The amusement of Oxfam's wealth report


Oxfam is one of those groups jetting off to Davos this week to talk about how to set the world to rights. And they're doing so by going to sit among the plutocrats and telling everyone that it's the very plutocrats that are the problem. The top 80 people have more wealth than the bottom 50%, this is appalling and so on. You can see the report here.

Wealth: Having it all and wanting more, a research paper published today by Oxfam, shows that the richest 1 per cent have seen their share of global wealth increase from 44 per cent in 2009 to 48 per cent in 2014 and at this rate will be more than 50 per cent in 2016. Members of this global elite had an average wealth of $2.7m per adult in 2014.
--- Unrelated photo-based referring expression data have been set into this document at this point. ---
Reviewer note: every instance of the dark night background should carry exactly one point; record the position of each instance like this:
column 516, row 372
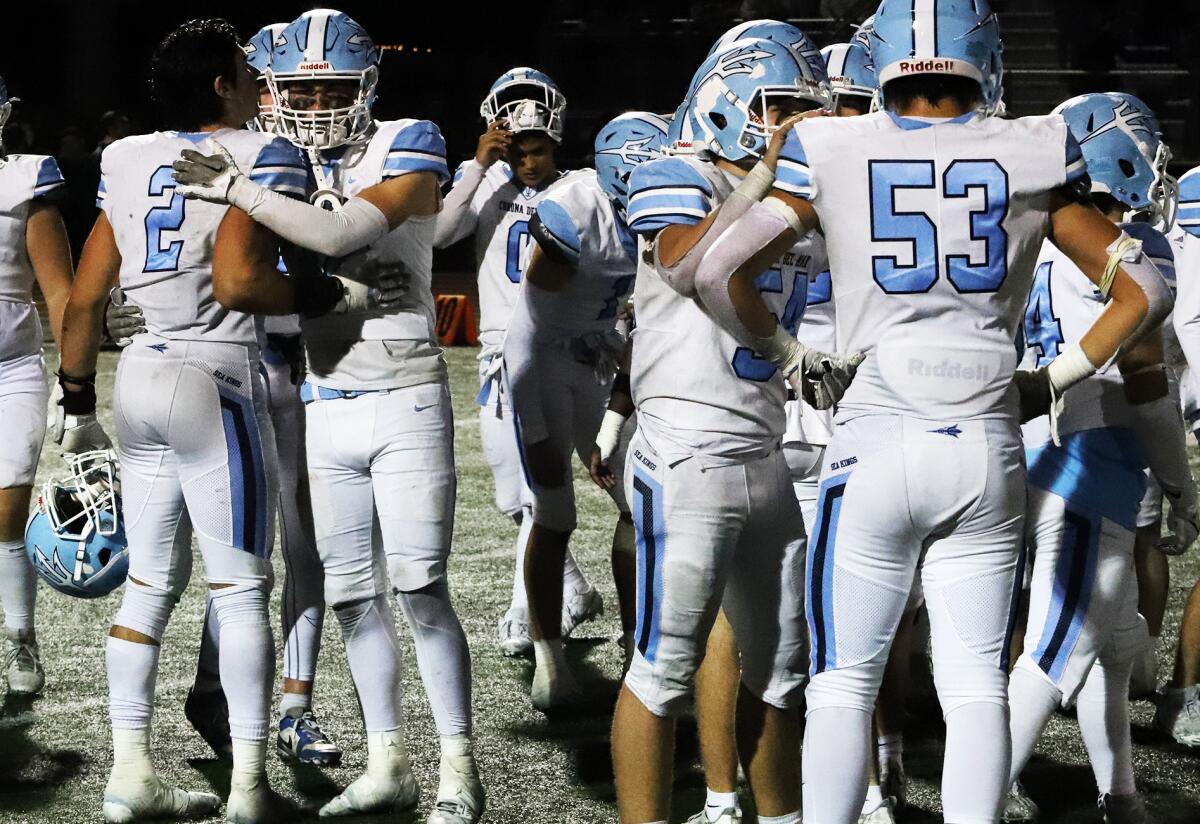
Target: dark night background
column 72, row 61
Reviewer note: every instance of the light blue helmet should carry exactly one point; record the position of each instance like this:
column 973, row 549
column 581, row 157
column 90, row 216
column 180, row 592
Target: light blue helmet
column 733, row 89
column 851, row 73
column 624, row 142
column 1125, row 152
column 323, row 44
column 259, row 47
column 959, row 37
column 528, row 100
column 75, row 539
column 784, row 34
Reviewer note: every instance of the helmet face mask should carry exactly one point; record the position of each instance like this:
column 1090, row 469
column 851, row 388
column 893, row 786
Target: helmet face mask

Of the remaining 52 per cent of global wealth, almost all (46 per cent) is owned by the rest of the richest fifth of the world's population. The other 80 per cent share just 5.5 per cent and had an average wealth of $3,851 per adult - that's 1/700th of the average wealth of the 1 per cent.

Winnie Byanyima, Executive Director of Oxfam International, said: "Do we really want to live in a world where the one per cent own more than the rest of us combined? The scale of global inequality is quite simply staggering and despite the issues shooting up the global agenda, the gap between the richest and the rest is widening fast.

Winnie needs to get out more. As Saez, Zucman and Piketty have been explaining to us all this is just how wealth distributions work. The bottom 50% always have less than 10%.

Fraser Nelson is very good here. This global capitalism stuff has been reducing poverty like billyo these past few decades. And for a charity like Oxfam, nominally focused upon poverty, we might think that's a good thing. But they seem to have changed their minds a bit.

But for one elegant point about this brouhaha have a look at Figure 1 on page 2 of that very Oxfam report. Their actual complaint is that global wealth inequality is climbing back to, but is still under, the level reached in 2000 and 2001. This isn't unprecedented, it's not staggering and it's not even unusual. Wealth inequality is actually lower than it was 15 years ago.